Last month, CDOT, through the Colorado Attorney General's Office, and the state's Division of Reclamation, Mining and Safety issued two separate cease-and-desist orders against Rudy Fontanari, who owns multiple parcels in De Beque Canyon on the south side of I-70 near the Cameo exit.
The orders said Fontanari was endangering businesses and motorists on I-70, and demanded that he stop releasing irrigation water onto his property where he operates a basalt stone business called Western Slope Flagstone Quarry No. 2, a business he's operated since 1995. His state permit for that quarry bars him from using water.
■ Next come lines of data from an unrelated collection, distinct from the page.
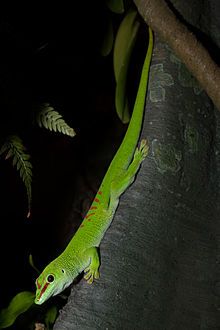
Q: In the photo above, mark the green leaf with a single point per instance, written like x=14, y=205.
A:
x=124, y=44
x=15, y=149
x=116, y=6
x=18, y=305
x=108, y=41
x=50, y=316
x=50, y=119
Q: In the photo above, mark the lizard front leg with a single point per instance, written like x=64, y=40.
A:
x=121, y=183
x=92, y=270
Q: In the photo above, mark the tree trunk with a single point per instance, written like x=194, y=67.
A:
x=160, y=257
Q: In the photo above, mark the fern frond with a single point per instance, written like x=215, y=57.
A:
x=50, y=119
x=14, y=148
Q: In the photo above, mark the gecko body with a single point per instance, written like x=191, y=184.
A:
x=81, y=253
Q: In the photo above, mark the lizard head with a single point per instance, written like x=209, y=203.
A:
x=51, y=282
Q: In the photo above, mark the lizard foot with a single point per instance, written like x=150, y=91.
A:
x=141, y=152
x=91, y=274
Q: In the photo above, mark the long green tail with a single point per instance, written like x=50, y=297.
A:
x=126, y=150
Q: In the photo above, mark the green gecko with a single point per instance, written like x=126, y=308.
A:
x=81, y=253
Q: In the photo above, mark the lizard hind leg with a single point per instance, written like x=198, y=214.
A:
x=122, y=182
x=92, y=270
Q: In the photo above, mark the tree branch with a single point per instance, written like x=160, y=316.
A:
x=162, y=20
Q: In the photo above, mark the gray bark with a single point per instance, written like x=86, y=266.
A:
x=160, y=257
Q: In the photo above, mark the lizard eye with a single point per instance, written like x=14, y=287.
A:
x=50, y=278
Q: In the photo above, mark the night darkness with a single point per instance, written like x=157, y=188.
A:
x=50, y=55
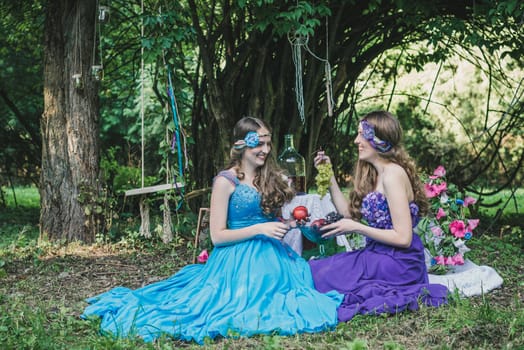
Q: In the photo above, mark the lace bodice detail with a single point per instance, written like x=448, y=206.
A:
x=375, y=211
x=244, y=205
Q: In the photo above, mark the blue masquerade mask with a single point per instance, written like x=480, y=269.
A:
x=368, y=131
x=251, y=140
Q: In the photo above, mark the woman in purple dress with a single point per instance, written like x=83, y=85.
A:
x=389, y=274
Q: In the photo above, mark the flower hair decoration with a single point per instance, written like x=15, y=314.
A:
x=251, y=140
x=368, y=131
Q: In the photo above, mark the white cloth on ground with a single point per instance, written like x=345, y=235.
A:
x=469, y=279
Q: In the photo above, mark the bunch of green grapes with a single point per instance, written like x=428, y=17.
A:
x=325, y=171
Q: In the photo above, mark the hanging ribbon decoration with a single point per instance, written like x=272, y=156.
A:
x=298, y=41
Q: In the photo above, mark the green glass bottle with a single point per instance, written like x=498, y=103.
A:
x=294, y=165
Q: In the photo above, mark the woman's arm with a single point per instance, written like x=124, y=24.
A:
x=396, y=189
x=337, y=196
x=220, y=234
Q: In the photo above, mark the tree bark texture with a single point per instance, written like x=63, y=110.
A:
x=253, y=73
x=70, y=131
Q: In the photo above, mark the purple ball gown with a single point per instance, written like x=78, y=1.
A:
x=379, y=278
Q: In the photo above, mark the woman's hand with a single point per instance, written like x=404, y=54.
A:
x=274, y=229
x=321, y=158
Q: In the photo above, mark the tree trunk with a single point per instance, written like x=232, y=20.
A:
x=70, y=133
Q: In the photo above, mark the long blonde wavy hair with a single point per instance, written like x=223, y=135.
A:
x=269, y=178
x=387, y=128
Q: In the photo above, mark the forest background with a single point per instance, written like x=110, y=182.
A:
x=451, y=71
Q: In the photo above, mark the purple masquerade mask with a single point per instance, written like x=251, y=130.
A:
x=251, y=140
x=368, y=131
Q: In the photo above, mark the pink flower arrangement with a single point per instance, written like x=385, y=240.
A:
x=445, y=231
x=203, y=256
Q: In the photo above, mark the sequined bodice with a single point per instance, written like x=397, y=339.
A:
x=244, y=207
x=375, y=211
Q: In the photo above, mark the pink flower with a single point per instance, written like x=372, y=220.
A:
x=457, y=228
x=458, y=259
x=437, y=231
x=203, y=256
x=440, y=213
x=431, y=190
x=438, y=172
x=442, y=187
x=469, y=200
x=440, y=260
x=472, y=224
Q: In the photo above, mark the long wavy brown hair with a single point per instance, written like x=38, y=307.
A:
x=269, y=178
x=387, y=128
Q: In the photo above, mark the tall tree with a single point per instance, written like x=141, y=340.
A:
x=70, y=130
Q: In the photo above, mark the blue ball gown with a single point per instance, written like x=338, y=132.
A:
x=379, y=278
x=256, y=286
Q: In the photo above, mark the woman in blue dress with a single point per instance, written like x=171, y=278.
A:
x=389, y=274
x=251, y=284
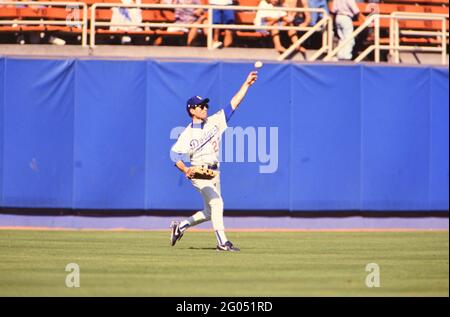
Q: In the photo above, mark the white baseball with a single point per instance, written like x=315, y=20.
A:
x=258, y=64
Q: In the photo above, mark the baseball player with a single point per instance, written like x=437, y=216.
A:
x=200, y=144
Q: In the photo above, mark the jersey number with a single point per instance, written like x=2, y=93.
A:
x=215, y=146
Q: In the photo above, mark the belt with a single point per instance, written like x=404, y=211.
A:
x=212, y=167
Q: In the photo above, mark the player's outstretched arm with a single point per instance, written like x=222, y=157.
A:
x=236, y=100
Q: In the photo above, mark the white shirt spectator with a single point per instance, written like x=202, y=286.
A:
x=262, y=14
x=126, y=16
x=221, y=2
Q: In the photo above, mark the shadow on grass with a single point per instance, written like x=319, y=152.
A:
x=195, y=248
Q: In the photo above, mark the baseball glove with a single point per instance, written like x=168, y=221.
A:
x=201, y=172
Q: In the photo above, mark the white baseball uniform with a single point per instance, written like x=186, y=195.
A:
x=200, y=144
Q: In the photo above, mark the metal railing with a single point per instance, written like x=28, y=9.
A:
x=82, y=23
x=394, y=46
x=324, y=24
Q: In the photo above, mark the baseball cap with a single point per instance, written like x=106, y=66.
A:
x=196, y=100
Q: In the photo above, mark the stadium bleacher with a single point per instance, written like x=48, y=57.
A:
x=242, y=17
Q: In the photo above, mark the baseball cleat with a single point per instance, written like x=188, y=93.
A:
x=175, y=233
x=227, y=246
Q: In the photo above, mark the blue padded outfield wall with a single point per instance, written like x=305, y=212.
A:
x=96, y=134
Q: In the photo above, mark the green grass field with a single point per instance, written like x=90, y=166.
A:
x=270, y=264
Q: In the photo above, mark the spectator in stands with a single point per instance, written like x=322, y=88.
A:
x=223, y=17
x=187, y=16
x=301, y=19
x=131, y=16
x=271, y=18
x=345, y=12
x=317, y=4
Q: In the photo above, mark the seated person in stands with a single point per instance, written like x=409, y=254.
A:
x=131, y=16
x=301, y=19
x=318, y=4
x=223, y=17
x=187, y=16
x=271, y=18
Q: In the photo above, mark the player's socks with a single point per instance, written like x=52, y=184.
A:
x=221, y=237
x=184, y=225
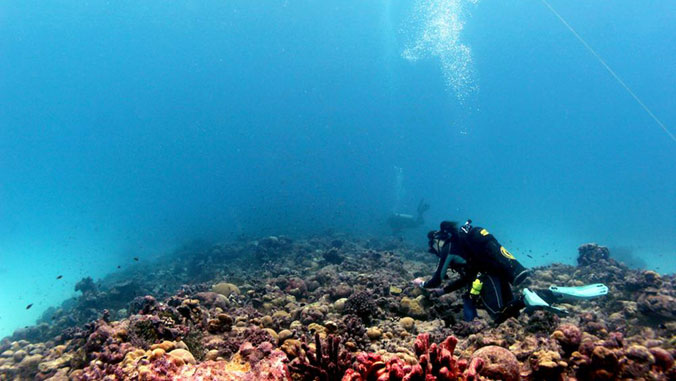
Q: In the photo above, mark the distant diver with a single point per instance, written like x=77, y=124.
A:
x=487, y=271
x=399, y=221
State inspectors last month discovered that he allegedly was filling at least one pit there, causing water to come down the side of the canyon wall. That resulted in rocks falling onto the highway far below.
Fontanari is to appear before the Colorado Mined Land Reclamation Board later this month to answer why he should keep his permit. He faces fines of up to $5,000 a day, which could end up being as high as $205,000, division officials say.
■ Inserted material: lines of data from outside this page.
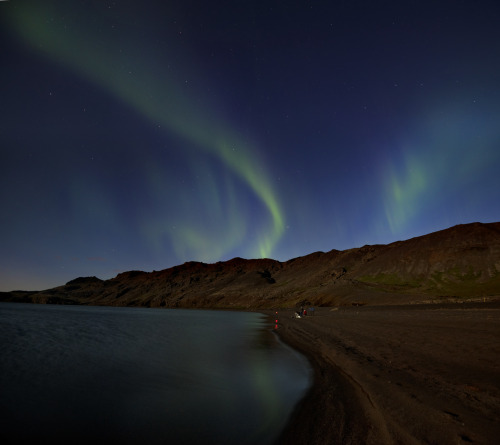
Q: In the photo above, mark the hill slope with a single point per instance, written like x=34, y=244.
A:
x=460, y=262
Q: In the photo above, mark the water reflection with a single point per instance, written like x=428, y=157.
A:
x=81, y=374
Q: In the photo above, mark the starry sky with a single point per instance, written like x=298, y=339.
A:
x=137, y=135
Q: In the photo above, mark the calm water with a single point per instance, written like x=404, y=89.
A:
x=72, y=374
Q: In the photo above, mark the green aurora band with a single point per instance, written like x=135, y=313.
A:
x=158, y=98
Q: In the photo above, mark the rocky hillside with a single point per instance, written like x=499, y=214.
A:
x=461, y=262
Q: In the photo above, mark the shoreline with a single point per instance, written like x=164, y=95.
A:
x=397, y=374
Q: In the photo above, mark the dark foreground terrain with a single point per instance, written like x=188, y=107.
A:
x=398, y=375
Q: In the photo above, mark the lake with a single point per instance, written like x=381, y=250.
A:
x=80, y=374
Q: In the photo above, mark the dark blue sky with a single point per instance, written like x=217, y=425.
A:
x=140, y=135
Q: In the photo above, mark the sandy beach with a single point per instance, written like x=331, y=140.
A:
x=398, y=374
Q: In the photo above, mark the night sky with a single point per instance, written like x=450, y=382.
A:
x=137, y=135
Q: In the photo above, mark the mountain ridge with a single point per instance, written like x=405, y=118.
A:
x=461, y=262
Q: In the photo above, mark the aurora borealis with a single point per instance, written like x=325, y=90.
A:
x=140, y=135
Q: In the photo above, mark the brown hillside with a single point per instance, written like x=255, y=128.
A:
x=461, y=262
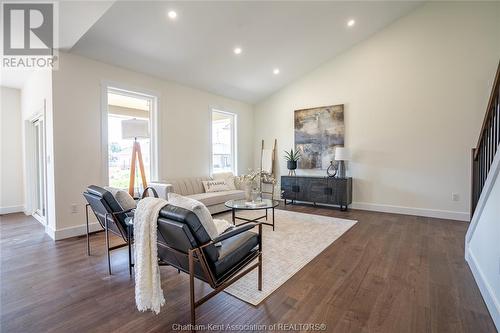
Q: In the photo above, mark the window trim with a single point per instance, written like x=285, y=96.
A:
x=155, y=139
x=234, y=147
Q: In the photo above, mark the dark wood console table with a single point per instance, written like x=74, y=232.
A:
x=323, y=190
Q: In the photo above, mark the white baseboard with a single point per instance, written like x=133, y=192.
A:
x=436, y=213
x=69, y=232
x=492, y=303
x=11, y=209
x=441, y=214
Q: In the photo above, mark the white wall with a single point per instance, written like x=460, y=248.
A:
x=36, y=99
x=415, y=95
x=482, y=242
x=11, y=176
x=184, y=130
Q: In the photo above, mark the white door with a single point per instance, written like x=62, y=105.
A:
x=39, y=167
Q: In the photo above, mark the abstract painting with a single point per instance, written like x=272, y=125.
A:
x=317, y=132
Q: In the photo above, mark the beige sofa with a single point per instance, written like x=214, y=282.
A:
x=193, y=188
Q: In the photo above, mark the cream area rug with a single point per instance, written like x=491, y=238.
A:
x=298, y=238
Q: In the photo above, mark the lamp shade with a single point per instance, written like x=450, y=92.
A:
x=135, y=128
x=342, y=154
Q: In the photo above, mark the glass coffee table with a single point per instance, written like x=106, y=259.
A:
x=264, y=204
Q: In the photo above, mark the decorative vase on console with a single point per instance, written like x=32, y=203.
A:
x=342, y=154
x=292, y=158
x=248, y=182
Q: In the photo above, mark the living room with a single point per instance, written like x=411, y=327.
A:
x=382, y=220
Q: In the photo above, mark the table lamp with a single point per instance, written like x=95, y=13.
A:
x=134, y=129
x=341, y=154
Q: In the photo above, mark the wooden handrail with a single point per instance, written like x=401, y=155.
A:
x=487, y=145
x=489, y=110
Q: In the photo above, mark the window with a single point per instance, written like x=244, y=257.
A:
x=223, y=142
x=125, y=105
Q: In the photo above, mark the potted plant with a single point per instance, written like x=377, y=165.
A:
x=291, y=158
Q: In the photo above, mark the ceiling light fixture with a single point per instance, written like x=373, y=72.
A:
x=172, y=14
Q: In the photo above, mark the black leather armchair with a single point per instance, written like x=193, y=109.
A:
x=112, y=218
x=184, y=244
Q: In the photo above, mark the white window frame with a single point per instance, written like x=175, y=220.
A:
x=234, y=138
x=126, y=90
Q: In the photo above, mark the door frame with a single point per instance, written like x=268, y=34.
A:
x=31, y=169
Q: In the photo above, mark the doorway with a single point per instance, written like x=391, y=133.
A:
x=36, y=168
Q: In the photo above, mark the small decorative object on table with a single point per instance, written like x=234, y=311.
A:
x=332, y=170
x=341, y=154
x=249, y=183
x=291, y=158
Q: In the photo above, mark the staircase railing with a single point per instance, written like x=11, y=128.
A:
x=487, y=145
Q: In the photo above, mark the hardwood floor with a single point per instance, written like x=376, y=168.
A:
x=389, y=273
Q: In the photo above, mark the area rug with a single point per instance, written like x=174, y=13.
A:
x=298, y=238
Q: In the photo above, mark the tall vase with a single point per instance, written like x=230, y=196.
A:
x=248, y=192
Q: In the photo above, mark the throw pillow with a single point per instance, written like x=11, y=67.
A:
x=199, y=209
x=123, y=198
x=215, y=185
x=228, y=177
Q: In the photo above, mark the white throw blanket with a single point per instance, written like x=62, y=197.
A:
x=148, y=292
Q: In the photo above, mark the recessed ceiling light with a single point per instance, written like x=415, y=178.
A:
x=172, y=14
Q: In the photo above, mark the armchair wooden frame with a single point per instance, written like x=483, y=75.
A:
x=125, y=234
x=238, y=271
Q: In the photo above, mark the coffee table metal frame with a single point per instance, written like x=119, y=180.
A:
x=234, y=208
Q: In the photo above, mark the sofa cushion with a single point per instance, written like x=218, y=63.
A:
x=214, y=198
x=187, y=186
x=228, y=177
x=218, y=185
For the past few weeks, CDOT crews have been busy blasting and pulling down tons of loose rocks, closing a lane on the eastbound side of the highway, and occasionally the entire interstate at times.
That work is complete for now, but crews still are installing a fence to capture any future rockslides, said CDOT spokesman Matthew Inzeo.
"We're done with mitigation work for now (but) if conditions change, we would obviously do more on mitigation," Inzeo said in an email. "The work happening now is to install a platform for the permanent rock fence."
Inzeo said the department hasn't yet made a determination if it will seek compensation from Fontanari on mitigation costs. The cease-and-desist order recommended that Fontanari alert his insurance company, hinting that it might seek reimbursement for costs to the state. Fontanari, who owns nine parcels of land on the south side of the canyon totaling about 440 acres, has said most of the water that ended up on his property was from runoff, while other water had been collecting in a collapsed old coal mine. He said he has a farming operation up there, growing "native grass, oats and pasture grass, and wild flowers for feed for wildlife."
Mine reclamation inspectors have been checking his property daily to ensure more watering isn't occurring.
The Colorado Division of Water Resources also is investigating whether Fontanari has been purposely wasting water in violation of state beneficial use water laws, which could impact his water rights.